Had fun at the dentist this week again! This was another crown on the left, plus some touch-up work on the recent crown on the right. (It is unnerving to have a dentist use a drill to touch up a crown’s shape without applying any local anaesthetic.) This time I did the appointment in the morning (usually I go for the afternoon), then went to work after that, with a numb left side of my face. But as the anesthesia wore off, I ended up in a lot of post-op pain, and couldn’t concentrate by the early afternoon. So I just headed home to take pills and sit quietly. I’ll stick to end-of-day appointments from here.

Oh, and by the way… we have excellent health insurance overall. But no one has good dental insurance. I’ve dropped $1,300 this year, post-insurance, for one filling correction and two crowns. Yeah, it could have been worse, but still… it would be nice if dental stuff was covered like medical expenses.

Future thoughts

I’m still thinking about the future of our teams, and want to engage everyone on staff to collect their thoughts and ideas. It feels like a refresh is needed, and I think that feeling is spreading.

We’re still waiting on recommendations from of a volunteer crew from USDR, too. Those will be very interesting. Though I do wonder whether we might change our focus a bit before the results come back.

Meanwhile, I and a colleague had a good discussion this week with a key vendor of ours about some upcoming AI-based services we might add to our public-facing web properties. We’re not ready yet, but we know the political pressure will grow to add “chatbots” to things, at the minimum for public optics (a press release).

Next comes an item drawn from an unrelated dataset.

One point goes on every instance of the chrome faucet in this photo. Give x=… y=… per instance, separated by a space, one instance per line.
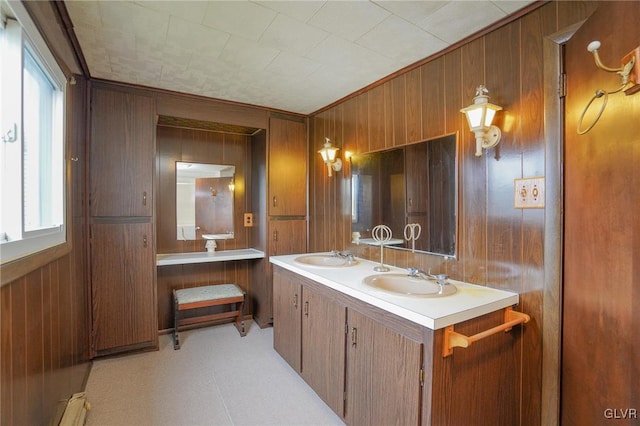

But if the AI tools can be developed in a truly meaningful way—and there were some interesting ideas shared with us—they could actually be pretty great. We’ll see.

2026: Camino de Santiago

Camino Portuguese – Coastal Route / 274 km (170 mi)

Speaking of the future, my wife and I finally made the decision this week: our next major vacation will be walking the Portuguese coastal version of the Camino de Santiago in spring 2026. We will fly to Porto in northern Portugal sometime in April or May and start our Camino there, walking roughly 170 miles to Santiago de Compostela in northwestern Spain.

This will take a bit more than 2 weeks to walk, and then we need prep and recovery time, so a total of about 3 weeks away. We don’t have time to walk the most popular route (the Camino Frances), which typically takes 35+ days, and we didn’t want to just section-hike parts of the Camino del Norte. My wife, it turns out, is a completionist so we need to walk one of the major routes start-to-finish, and the walk from Porto to Santiago fit the bill. We will use the Coastal variant of the Portuguese Camino mostly for the improved scenery.

We have watched countless YouTube videos (and will watch many more) to learn everything, and now we’re studying websites and getting a book or two. At first I thought we might use a tour company, but it’s not that hard to plan and book your way through the Camino, and it will save thousands of dollars doing it ourselves.

Though we want to fill up our Camino passport start-to-finish from Porto, we are not doing the fully classic experience. We will forgo staying in albuergues if we can avoid it, instead spending extra cash to stay in private hotels, pensiones, and so forth. We’re just too old for the dormitory / bunk bed / hostel experience. 🙂

For the rest of 2025 and into 2026 we’ll start physically training, trying out different gear and doing test-packs, and just keep dreaming about getting back to Europe and participating in what has become a major cultural touchstone in the West, with nearly 600,000 people walking some form of Camino each year.


About this week’s header photo

It was another night out at a Columbus Clippers game on Wednesday evening, with two colleagues from the office. A nice night. And a solid win. I’ll be back in a couple weeks.